07/03/2012

Aube, la saga de l'Europe, 312

... Pour obtenir ce regain et ce surcroît de pouvoir, et diriger à nouveau les destinées plutôt que de se les faire dicter au gré des intérêts et des dons des guerriers, ils s’appuieraient sur lui. Il partait de trop bas pour jamais espérer accéder aux tout premiers rôles (À moins que les dieux ne l’aient destiné au pouvoir suprême, et il valait alors mieux être de son côté), et trop imbu de sa valeur de combattant pour voir que leur plan visait à éroder la croissante puissance des seconde caste. Ils opposèrent le résultat médiocre de la plupart des raids, depuis qu’on les écoutait moins, à l’immense succès de Kleworegs le pieux. Il était le chéri des dieux, l’inconnu pour qui ils priaient quand ils sacrifiaient en l’honneur du plus grand guerrier d’Aryana. Comprenait-il que c’était grâce à toutes leurs supplications que les dieux, ni sourds, ni aveugles, l’avaient favorisé. Jouant les dupes et les benêts, il hochait la tête. Il n’avait que peu de désirs : se battre, plaire aux puissances, s’illustrer à la conquête de ses futures terres. Il l’entreprendrait sans tarder sitôt ner gheslom gwowom. Trop heureux si cela permettait aux dieux d’être adorés, à leurs prêtres d’être honorés, sur les terres qu’ils lui indiqueraient (et c’était celles de son ambition). Il élèverait son fils dans le même esprit...  

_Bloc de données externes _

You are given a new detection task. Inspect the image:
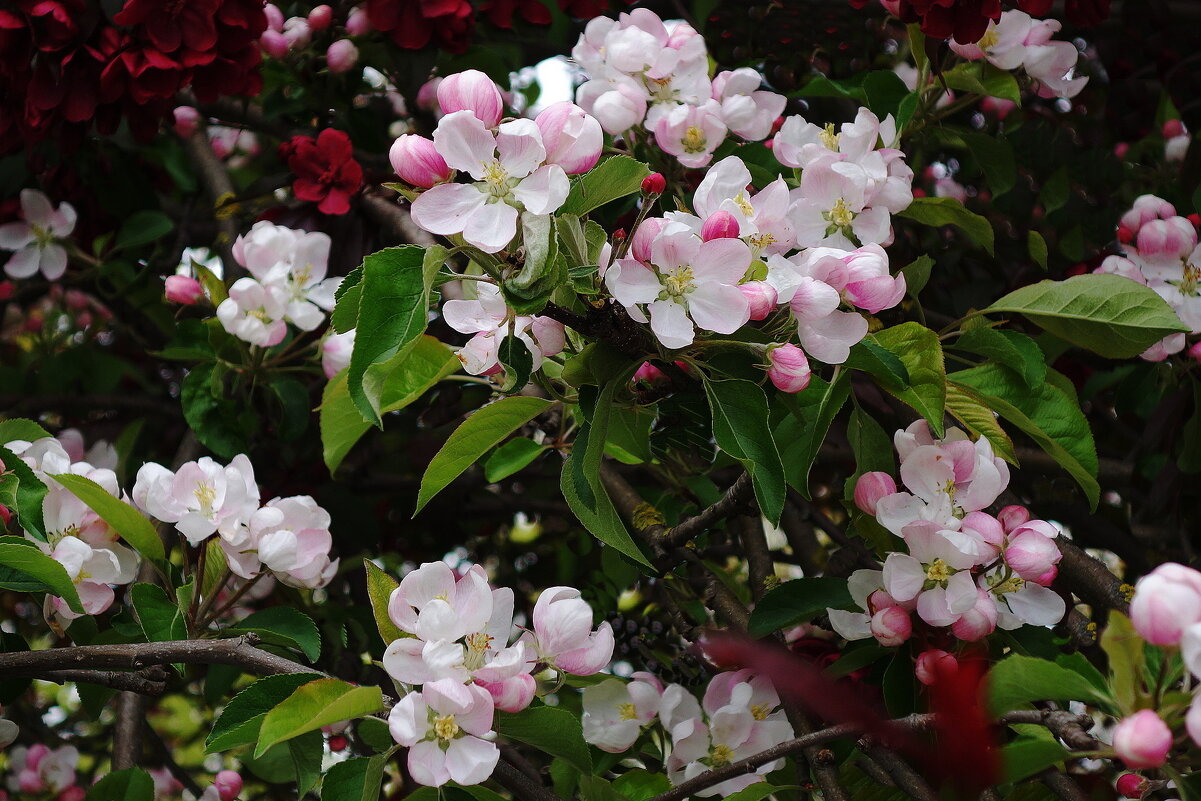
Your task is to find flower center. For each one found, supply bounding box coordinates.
[434,715,459,742]
[680,125,706,153]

Leurs yeux brillaient. Il avait gagné dans leurs cœurs. Quoi qu’il fasse, ils n’en démordraient pas de le soutenir. C’était important d’avoir l’appui du premier bhlaghmen, mais il était âgé. Un d’eux le remplacerait un jour. Il le manœuvrerait à son tour. Aucun n’avait deviné sa haine de leurs projets. Sur la route du pouvoir, on ne choisit pas ses alliés. Les circonstances décident.

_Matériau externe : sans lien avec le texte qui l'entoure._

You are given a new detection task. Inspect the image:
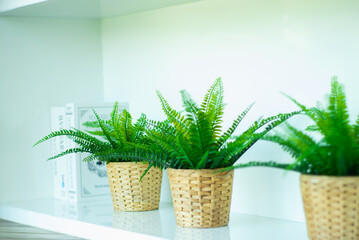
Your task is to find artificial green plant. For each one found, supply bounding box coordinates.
[34,102,166,172]
[118,78,300,169]
[234,77,359,176]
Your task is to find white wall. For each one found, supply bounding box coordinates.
[0,17,103,202]
[102,0,359,221]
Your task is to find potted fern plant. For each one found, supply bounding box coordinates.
[34,102,162,211]
[235,77,359,240]
[122,78,298,228]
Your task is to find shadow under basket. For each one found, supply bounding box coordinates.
[300,175,359,240]
[106,162,162,211]
[168,168,234,228]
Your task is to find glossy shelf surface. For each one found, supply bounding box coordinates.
[0,199,308,240]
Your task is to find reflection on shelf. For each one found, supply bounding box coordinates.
[112,210,162,236]
[175,226,231,240]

Il sortit. Un beau soleil, pâle, froid, avait chassé la pluie. Il musa avant de rentrer à la maison des hôtes. Devant, un messager du roi des rois parlait d’armes avec Pewortor. Le marchandage les absorbait. Sa toux sèche et insistante interrompit leur négoce. Le héraut releva la tête. Il le reconnut. Il le pria de le suivre au palais royal avec le guerrier qui avait pris le Joyau et fabriquait de si puissantes lames.  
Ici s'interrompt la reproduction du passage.